The group was buzzing. There were chat threads for people to speculate about Kohberger’s motive; there were chat threads for people convinced that Kohberger didn’t do it. A large contingent of members was busy building the case that a Mexican drug cartel was involved. (One key piece of evidence: an image from Google Maps that showed shoes hanging from power lines in the victims’ neighborhood, a purported sign of drug activity—though a quick Google search reveals that shoes can also be a memorial for someone who’s died.) Others latched on to a stray comment made by Kaylee Goncalves’s father about how she’d researched child trafficking. Had Kaylee gotten herself crosswise with a powerful child-trafficking ring? How deep did this go?

Groups like this one invariably attract a fair number of weirdos.
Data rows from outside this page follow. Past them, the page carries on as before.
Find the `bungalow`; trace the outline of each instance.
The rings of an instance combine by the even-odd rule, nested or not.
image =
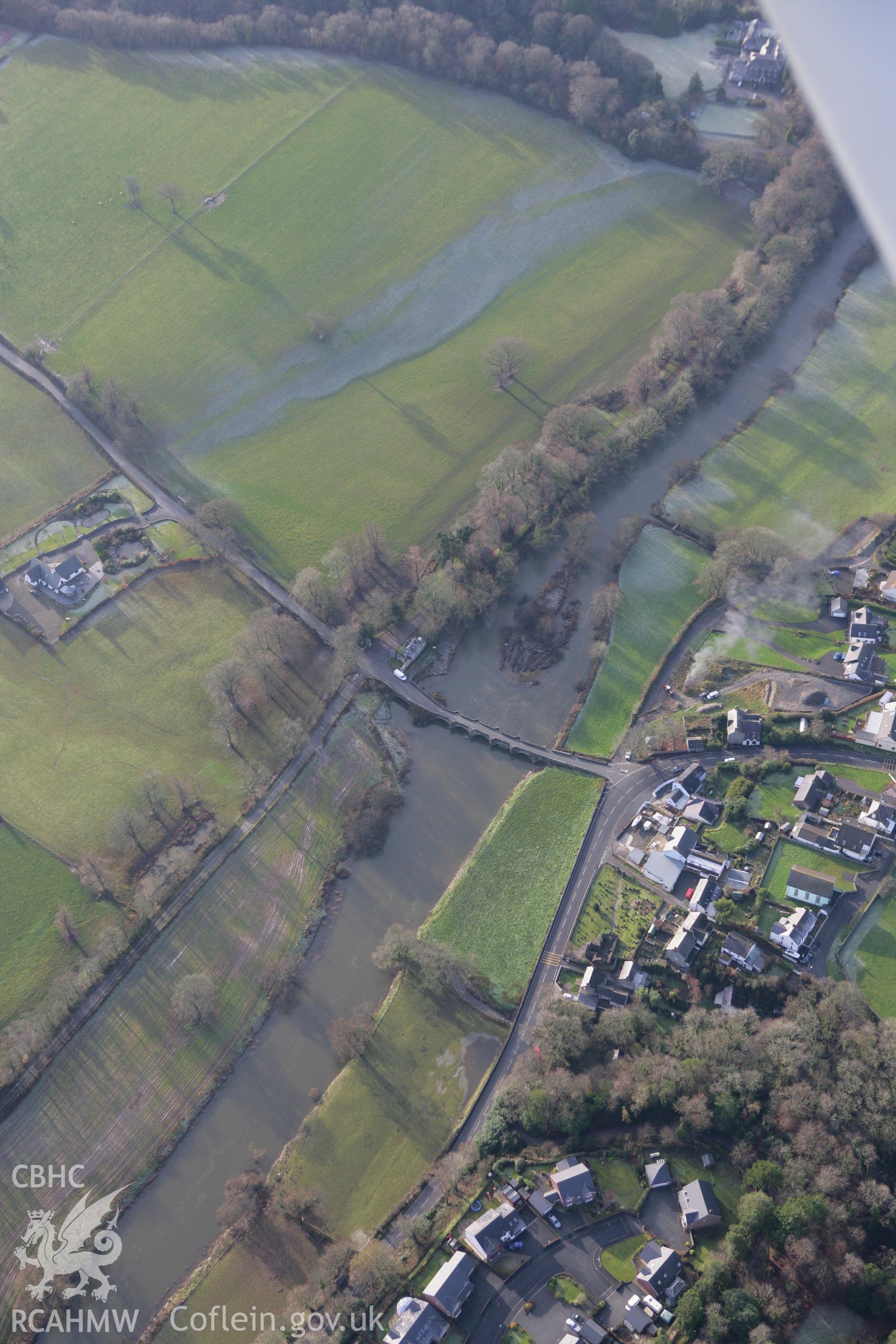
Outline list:
[[[791,900],[805,900],[810,906],[829,906],[834,899],[834,883],[814,868],[794,867],[787,876],[785,894]]]
[[[696,821],[704,827],[715,827],[720,812],[721,806],[717,802],[709,802],[708,798],[695,798],[693,802],[688,804],[681,816],[685,821]]]
[[[716,1008],[721,1009],[723,1013],[740,1012],[744,1007],[740,1001],[736,985],[725,985],[724,989],[720,989],[719,993],[715,995],[712,1001]]]
[[[383,1344],[435,1344],[450,1329],[443,1316],[419,1297],[402,1297]]]
[[[815,770],[814,774],[803,774],[797,781],[794,806],[805,808],[806,812],[814,812],[825,794],[830,793],[834,788],[834,777],[827,770]]]
[[[626,1304],[623,1321],[633,1335],[643,1335],[653,1324],[637,1297],[631,1297]]]
[[[854,827],[852,821],[844,821],[837,832],[837,839],[841,851],[850,859],[857,859],[860,863],[869,862],[875,848],[875,837],[868,831]]]
[[[422,1292],[424,1302],[438,1306],[439,1312],[454,1320],[461,1313],[461,1308],[473,1292],[472,1274],[476,1261],[466,1251],[454,1251],[450,1261],[446,1261],[435,1271]]]
[[[672,1172],[669,1171],[669,1164],[662,1157],[656,1163],[646,1163],[643,1175],[647,1177],[650,1189],[662,1189],[665,1185],[672,1185]]]
[[[646,989],[650,984],[649,973],[642,970],[637,961],[623,961],[618,978],[626,989]]]
[[[811,849],[823,849],[825,853],[840,853],[840,840],[837,827],[822,825],[817,818],[798,821],[790,832],[790,839],[798,844],[806,844]]]
[[[875,645],[856,641],[844,655],[844,677],[846,681],[873,681],[875,664]]]
[[[740,933],[727,935],[719,952],[719,961],[724,966],[739,966],[740,970],[759,973],[766,969],[766,962],[756,943]]]
[[[681,876],[685,862],[677,849],[652,849],[647,862],[641,870],[650,882],[656,882],[664,891],[672,891]]]
[[[721,1224],[719,1200],[708,1180],[692,1180],[689,1185],[682,1185],[678,1191],[678,1208],[681,1226],[689,1232]]]
[[[817,923],[818,915],[814,915],[809,906],[798,906],[771,926],[768,937],[782,952],[798,957],[811,941]]]
[[[669,1284],[681,1271],[681,1257],[670,1246],[660,1246],[658,1242],[645,1242],[641,1247],[637,1262],[639,1265],[635,1281],[647,1293],[665,1293]]]
[[[723,876],[729,864],[729,859],[720,859],[717,853],[707,853],[705,849],[692,849],[688,855],[688,867],[696,872],[703,872],[716,880]]]
[[[889,629],[889,621],[869,606],[857,607],[849,622],[850,644],[880,644]]]
[[[762,742],[762,715],[728,710],[725,742],[729,747],[758,747]]]
[[[696,914],[697,911],[695,911]],[[688,919],[693,918],[688,915]],[[707,917],[703,915],[705,919]],[[686,923],[686,921],[685,921]],[[669,939],[664,948],[662,956],[678,970],[689,970],[690,965],[703,948],[705,942],[705,935],[703,938],[696,935],[690,929],[685,929],[682,925]]]
[[[486,1208],[481,1218],[463,1232],[463,1241],[474,1255],[478,1255],[486,1265],[497,1259],[508,1242],[512,1242],[520,1232],[525,1231],[525,1223],[513,1208],[504,1200],[497,1208]]]
[[[896,700],[872,710],[865,719],[865,726],[856,726],[856,742],[868,747],[879,747],[881,751],[896,751]]]
[[[574,1157],[563,1157],[553,1168],[548,1180],[560,1196],[564,1208],[574,1208],[576,1204],[590,1204],[596,1199],[594,1176],[584,1163],[576,1163]]]
[[[881,798],[875,798],[864,812],[858,813],[858,820],[864,827],[870,827],[872,831],[880,831],[881,835],[892,836],[893,831],[896,831],[896,808]]]
[[[78,602],[97,586],[98,578],[87,574],[81,559],[73,551],[59,564],[44,564],[32,560],[26,570],[26,583],[31,589],[42,589],[58,602]]]
[[[709,906],[716,899],[716,892],[719,891],[719,883],[713,882],[712,878],[701,878],[697,886],[690,892],[690,899],[688,900],[688,910],[705,910],[709,911]]]
[[[707,771],[700,765],[699,761],[692,761],[686,770],[678,775],[678,784],[688,793],[699,793],[703,789],[703,782],[707,778]]]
Kohberger himself was reportedly known to hang out in crime-related forums, identifying himself as a criminology student; some people have even speculated that anonymous Reddit comments posing theories about the Idaho murders came from Kohberger himself.
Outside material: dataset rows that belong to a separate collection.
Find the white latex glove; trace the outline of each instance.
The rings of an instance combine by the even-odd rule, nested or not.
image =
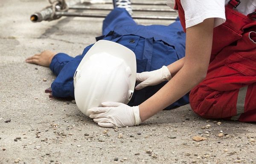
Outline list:
[[[91,108],[88,112],[90,118],[104,127],[125,127],[141,123],[139,106],[130,106],[121,103],[105,102],[103,107]]]
[[[135,89],[140,90],[146,86],[156,85],[163,81],[169,81],[171,78],[171,73],[165,66],[154,71],[137,73],[136,81],[141,83],[135,87]]]

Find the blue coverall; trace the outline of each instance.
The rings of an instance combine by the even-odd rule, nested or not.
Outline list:
[[[118,43],[134,52],[137,72],[139,73],[159,69],[185,56],[186,35],[179,20],[167,26],[138,25],[125,9],[116,8],[104,20],[102,33],[103,35],[97,37],[96,40]],[[74,74],[82,58],[92,46],[86,47],[81,55],[75,58],[63,53],[58,53],[53,57],[50,65],[50,69],[57,76],[51,85],[53,96],[74,98]],[[166,83],[138,91],[134,90],[128,105],[140,104]],[[187,94],[167,108],[188,103]]]

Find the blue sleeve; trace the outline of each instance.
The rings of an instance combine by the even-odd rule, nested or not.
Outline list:
[[[58,76],[66,63],[73,60],[74,58],[64,53],[56,54],[52,60],[50,69],[56,76]]]

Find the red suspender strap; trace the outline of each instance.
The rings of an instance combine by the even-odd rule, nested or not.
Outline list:
[[[184,30],[184,32],[186,32],[185,14],[184,12],[184,10],[182,8],[181,3],[180,3],[180,0],[175,0],[174,9],[178,10],[178,13],[179,14],[179,17],[180,18],[180,23],[181,23],[181,26],[182,26],[182,27],[183,27],[183,30]]]
[[[250,17],[256,19],[256,10],[255,10],[255,11],[254,12],[252,12],[251,13],[248,14],[248,16],[249,17]]]
[[[239,0],[230,0],[228,2],[229,6],[233,8],[236,8],[238,6],[241,2]]]

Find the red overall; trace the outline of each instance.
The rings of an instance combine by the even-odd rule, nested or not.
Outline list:
[[[239,2],[225,7],[226,21],[214,29],[206,78],[189,95],[192,109],[204,118],[256,121],[256,12],[234,10]],[[185,31],[180,0],[175,9]]]

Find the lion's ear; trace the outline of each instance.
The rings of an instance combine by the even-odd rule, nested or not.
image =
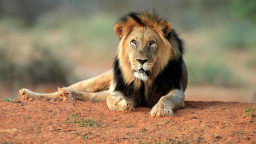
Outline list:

But there was something else about the Facebook chatter that unnerved me. While the content wasn’t explicitly political, the group’s mode of thinking bore a striking resemblance to the hives of conspiracism and paranoia that have infected American civic life.

Here was a group of like-minded people clustered in a strange corner of the internet, developing a vocabulary, forming a shared worldview, inventing new storylines to help make sense of the world. Villains were conjured from thin air and elaborate backstories attached to them. Galaxy-brain pattern-finding provided the narrative satisfaction that reality could not. How different, in essence, was this universe from the one inhabited by anti-vaxxers or 9/11 truthers or Pizzagate enthusiasts? Are they not animated by the same urge that animates crime obsessives—to impose order on chaos, to gamify unpredictable, actual life? As John Matthias pointed out to me, “When you have an environment of fear and uncertainty, you tend to get this type of rampant speculation that’s divorced from evidence.”

Devotees of the Moscow case would no doubt push back on this notion. They might argue that their hobby is benign—that they’re just killing time on the internet, indulging in a bit of frivolous speculation for fun. But the consequences of this kind of conspiracy thinking are never contained to their virtual communities. They dribble out into real-life communities, where real people are affected.

Two weeks after I left Moscow, the University of Idaho announced that it planned to demolish the gray house at 1122 King Road. The house sits halfway up a hill, surrounded by squat apartment buildings and unassuming homes. Before the murders, it was known as a hub of off-campus social activity. The roommates liked to throw parties, and local police had responded to several noise complaints. On the day I visited, there were still signs of before. A Christmas wreath hung on the door; strings of lights dangled above the back patio.

The question of what to do with the house had been a subject of debate in town. It was still a crime scene at the moment, but some locals wanted to see it restored and preserved in honor of the victims. These students had good times in that house, the argument went—why let their memories be overshadowed by the murders?

But there was a bleak reality to contend with. As long as the house was standing, it seemed, an unnerving stream of sightseers and sleuths would continue to turn up in the neighborhood. There was no going back.